Bucky remained true to his mission for 56 years. During that period, he saved and archived every possible aspect of his life, creating his Chronofile and making his life the most documented of any “ordinary, average” person in the history of humankind.

Although his personal experiment has yet to be fully examined, the success of Bucky’s life is indisputable.

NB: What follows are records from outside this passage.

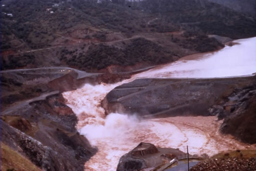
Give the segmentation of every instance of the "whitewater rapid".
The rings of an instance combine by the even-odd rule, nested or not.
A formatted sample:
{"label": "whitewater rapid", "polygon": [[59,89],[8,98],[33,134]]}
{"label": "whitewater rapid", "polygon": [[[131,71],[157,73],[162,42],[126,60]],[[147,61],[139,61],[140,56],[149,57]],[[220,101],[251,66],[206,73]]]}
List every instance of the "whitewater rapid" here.
{"label": "whitewater rapid", "polygon": [[[115,170],[119,158],[141,142],[163,147],[179,148],[183,151],[185,151],[187,145],[192,154],[206,153],[212,155],[228,149],[256,148],[255,146],[239,142],[231,136],[220,134],[219,128],[222,121],[217,121],[215,117],[178,117],[141,120],[136,114],[128,116],[124,113],[111,113],[106,116],[100,105],[101,100],[112,89],[138,77],[218,77],[256,72],[256,67],[252,67],[256,66],[256,55],[250,56],[248,59],[245,56],[250,53],[256,54],[255,48],[252,48],[251,45],[252,42],[256,43],[256,38],[237,41],[239,45],[226,47],[213,53],[203,54],[198,58],[193,56],[193,60],[191,57],[185,57],[115,84],[102,83],[96,86],[86,84],[81,88],[63,93],[67,100],[67,104],[77,116],[79,121],[76,127],[80,133],[99,149],[96,155],[85,164],[85,170]],[[219,69],[214,67],[219,63],[218,61],[221,59],[221,53],[228,54],[232,49],[244,48],[248,51],[250,50],[247,48],[248,46],[251,47],[251,52],[244,51],[243,53],[239,53],[244,54],[244,57],[239,56],[239,58],[247,59],[245,60],[248,62],[243,64],[241,63],[243,60],[234,60],[236,59],[236,54],[233,53],[233,58],[229,56],[222,57],[223,63],[225,65],[220,64],[221,67]],[[225,53],[225,52],[228,53]],[[238,54],[237,52],[236,53]],[[207,67],[207,65],[211,67]],[[233,69],[234,72],[225,74],[223,68],[231,68],[227,67],[229,65],[237,66],[240,72]],[[242,69],[246,66],[249,66],[246,68],[246,68],[245,71]],[[217,70],[213,72],[214,69]]]}

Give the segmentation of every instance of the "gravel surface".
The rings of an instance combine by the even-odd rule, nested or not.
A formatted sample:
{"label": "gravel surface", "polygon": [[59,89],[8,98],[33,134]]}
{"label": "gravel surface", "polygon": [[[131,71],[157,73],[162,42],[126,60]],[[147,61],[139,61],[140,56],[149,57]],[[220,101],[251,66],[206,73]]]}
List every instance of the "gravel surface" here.
{"label": "gravel surface", "polygon": [[256,158],[212,158],[202,161],[190,171],[255,171]]}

After discovering many of the natural underlying principles that govern all Universe, Bucky applied them to every aspect of his work where he:

- Was granted twenty-five U.S. patents.

- Wrote twenty-eight published books and thousands of articles.

- Received forty-seven honorary doctorates.

- Was presented with hundreds of major awards.

- Circled the globe fifty-seven times working on projects and lecturing.

- Presented an average of one hundred “thinking out loud” sessions per year (often labeled lectures, they would range from two to six or more hours in length), even when he was in his eighties.

Most important was his documentation and demonstration of the importance of the “little individual” in the grand scheme of human evolution. Living as a global citizen, Bucky was able to teach by example—showing us with his accomplishments and seeming failures that each of us possesses tremendous gifts that we can contribute to others and help create “a world that works for everyone.” He also proved that a person could have a satisfying, enjoyable life while making his or her unique contribution.

Dr. R. Buckminster Fuller died on July 1, 1983, at Good Samaritan Hospital in Los Angeles, where he was faithfully watching over his beloved wife, Anne, who was in a coma and not expected to regain consciousness. Sitting at her bedside, hand in hand with his wife of sixty-six years, he felt something and exclaimed, “She squeezed my hand!” Moments later, Bucky experienced massive heart failure and died. Anne never regained consciousness and died thirty-six hours later. They were buried together in Milton, Massachusetts under a tombstone that reads “Call Me Trimtab.”